15.50 – 16.30 Table discussions

How to improve the effectiveness of processes on projects?

How would you promote BIM as a natural progression within the organisation?

Commitment to BIM – what do we need to do – BIM shopping list

So with a group of about 19 we attempted to answer these questions in the time allowed. What did we end up with? A wide-ranging BIM discussion, pretty much around these points but not necessarily being focussed enough to answer the questions, ensued. Despite not having my trusty bundle of Sharpies from last year I was voted in (??) as Group 3 scribe and presenter.

So, in the true style of BIM as a disruptive technology I amended questions to better fit the answers we were identifying.

How to improve the effectiveness of processes on projects?

How would you promote BIM as a natural progression within the organisation?

Commitment to BIM – what do we need to do – BIM shopping list

So re-focussing the question to an answer of

Improve processes, promote BIM (get) commitment

But as a more full answer and summary of discussions we came up with the following response for our Chair, Richard Waterhouse.

  • It’s all about people – and businesses need to determine who is best placed in their business to deliver BIM (it’s not necessarily the IT Manager – remember BIM is a process not technology)
  • We are looking at a paradigm shift, we can’t just tinker around the edges – a great point made by Andy Powell, Parsons Brinckerhoff, in his presentation earlier in the day.
  • Change needs to start with the individual, a person needs to want to change in the first instance. But change also needs to happen at all levels with business leaders giving leadership
  • Businesses need to understand, and address, the fear of change. Change management is vital for BIM to succeed.

Nigeldaviestweet-cropped

  • Businesses need to identify problems, they are normally too quick to offer solutions.
  • Businesses also need to learn to work better with new tools; but these tools need to be appropriate!!
  • Businesses also need to plan for change a long time before the change is going to occur. You just can’t rock up for a project start up meeting and expect to deliver BIM. Also remember that one size most definitely does not fit all – solve the issues not the symptoms.
  • Be aware that some changes will happen so rapidly that there is no time to consider them – let them happen!
  • Still be mindful of commercial realities.

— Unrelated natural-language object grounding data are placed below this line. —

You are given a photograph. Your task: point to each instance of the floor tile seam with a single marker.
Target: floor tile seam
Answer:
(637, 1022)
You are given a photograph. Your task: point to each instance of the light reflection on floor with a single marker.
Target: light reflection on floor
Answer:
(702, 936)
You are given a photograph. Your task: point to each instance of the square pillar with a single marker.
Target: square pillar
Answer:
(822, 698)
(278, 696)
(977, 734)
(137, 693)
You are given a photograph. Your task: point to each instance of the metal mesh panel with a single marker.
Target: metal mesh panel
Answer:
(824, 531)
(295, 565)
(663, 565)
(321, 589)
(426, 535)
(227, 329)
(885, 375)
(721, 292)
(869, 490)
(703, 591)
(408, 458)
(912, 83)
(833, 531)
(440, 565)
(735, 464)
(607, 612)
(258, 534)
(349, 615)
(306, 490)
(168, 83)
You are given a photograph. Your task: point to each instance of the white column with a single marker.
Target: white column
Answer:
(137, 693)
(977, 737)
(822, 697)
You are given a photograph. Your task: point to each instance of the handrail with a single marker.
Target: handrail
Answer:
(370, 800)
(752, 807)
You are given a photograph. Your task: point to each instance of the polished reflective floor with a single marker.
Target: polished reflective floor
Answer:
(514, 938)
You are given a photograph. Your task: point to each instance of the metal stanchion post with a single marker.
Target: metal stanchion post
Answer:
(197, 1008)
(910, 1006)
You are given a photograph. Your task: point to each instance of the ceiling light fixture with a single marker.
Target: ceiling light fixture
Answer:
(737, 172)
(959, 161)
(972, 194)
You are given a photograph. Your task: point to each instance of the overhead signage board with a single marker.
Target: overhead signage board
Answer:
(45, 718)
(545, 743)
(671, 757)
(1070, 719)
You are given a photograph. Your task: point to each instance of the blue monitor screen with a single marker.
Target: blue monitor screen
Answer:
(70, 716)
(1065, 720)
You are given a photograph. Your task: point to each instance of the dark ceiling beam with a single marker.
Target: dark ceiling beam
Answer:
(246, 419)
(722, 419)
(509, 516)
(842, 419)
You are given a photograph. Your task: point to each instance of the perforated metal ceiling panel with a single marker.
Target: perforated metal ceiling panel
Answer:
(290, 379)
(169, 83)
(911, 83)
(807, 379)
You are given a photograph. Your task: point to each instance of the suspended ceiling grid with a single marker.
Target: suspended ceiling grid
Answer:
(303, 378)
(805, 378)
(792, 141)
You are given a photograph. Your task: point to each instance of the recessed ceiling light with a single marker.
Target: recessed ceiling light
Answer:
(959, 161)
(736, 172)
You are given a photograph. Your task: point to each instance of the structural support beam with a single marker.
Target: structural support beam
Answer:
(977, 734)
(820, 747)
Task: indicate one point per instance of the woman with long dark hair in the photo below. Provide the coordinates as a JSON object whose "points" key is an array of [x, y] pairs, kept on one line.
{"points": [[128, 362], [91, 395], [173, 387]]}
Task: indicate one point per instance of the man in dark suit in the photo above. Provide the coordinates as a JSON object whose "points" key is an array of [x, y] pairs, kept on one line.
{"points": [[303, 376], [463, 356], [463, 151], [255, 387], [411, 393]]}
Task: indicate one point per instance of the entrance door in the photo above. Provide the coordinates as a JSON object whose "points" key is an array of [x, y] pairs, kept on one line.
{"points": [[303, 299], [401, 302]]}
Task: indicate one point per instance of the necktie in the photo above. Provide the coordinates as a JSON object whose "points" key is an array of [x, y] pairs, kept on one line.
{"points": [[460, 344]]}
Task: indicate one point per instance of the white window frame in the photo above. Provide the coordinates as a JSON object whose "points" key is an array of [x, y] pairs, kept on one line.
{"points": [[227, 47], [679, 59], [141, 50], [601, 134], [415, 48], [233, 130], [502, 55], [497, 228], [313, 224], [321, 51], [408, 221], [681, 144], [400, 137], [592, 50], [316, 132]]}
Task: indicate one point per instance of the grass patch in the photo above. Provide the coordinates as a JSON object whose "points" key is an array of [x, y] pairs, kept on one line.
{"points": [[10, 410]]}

The group had a long discussion on the (usual) subject of Capex and Opex. But still very valid at present for the industry. Get the Capex and Opex trams together, shake them up and bring out the best from them both. Don’t think of projects, think of assets, in fact don’t even think of assets think of portfolios. But when thinking this way people and businesses still need to ensure that the micro and macro scales are still aligned.
  • BIM is business transformation – as an industry we all manage projects, BIM is ‘just’ another project to manage.